In General Prediction for ranges of the explanatory variable that are not in the data is called extrapolation. Since there is no way of knowing whether a relationship holds beyond the range of the explanatory variable in the data, extrapolation is not reliable, and should be avoided. In our example, like most others, extrapolation can lead to very poor or illogical predictions.
When the scatterplot displays a linear relationship, we supplement it with the correlation coefficient (r), which measures the strength and direction of a linear relationship between two quantitative variables.
The correlation ranges between -1 and 1. Values near -1 indicate a strong negative linear relationship, values near 0 indicate a weak linear relationship, and values near 1 indicate a strong positive linear relationship.
The correlation is only an appropriate numerical measure for linear relationships, and is sensitive to outliers.
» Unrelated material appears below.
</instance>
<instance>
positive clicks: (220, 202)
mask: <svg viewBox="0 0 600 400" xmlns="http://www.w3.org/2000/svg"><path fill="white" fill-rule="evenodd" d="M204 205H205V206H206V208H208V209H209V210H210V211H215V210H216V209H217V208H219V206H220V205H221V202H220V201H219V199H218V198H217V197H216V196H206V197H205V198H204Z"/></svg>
Therefore, the correlation should only be used as a supplement to a scatterplot (after we look at the data).
The most commonly used criterion for finding a line that summarizes the pattern of a linear relationship is "least squares." The least squares regression line has the smallest sum of squared vertical deviations of the data points from the line.
The slope of the least squares regression line can be interpreted as the average change in the response variable when the explanatory variable increases by 1 unit.
The least squares regression line predicts the value of the response variable for a given value of the explanatory variable. Extrapolation is prediction of values of the explanatory variable that fall outside the range of the data. Since there is no way of knowing whether a relationship holds beyond the range of the explanatory variable in the data, extrapolation is not reliable, and should be avoided.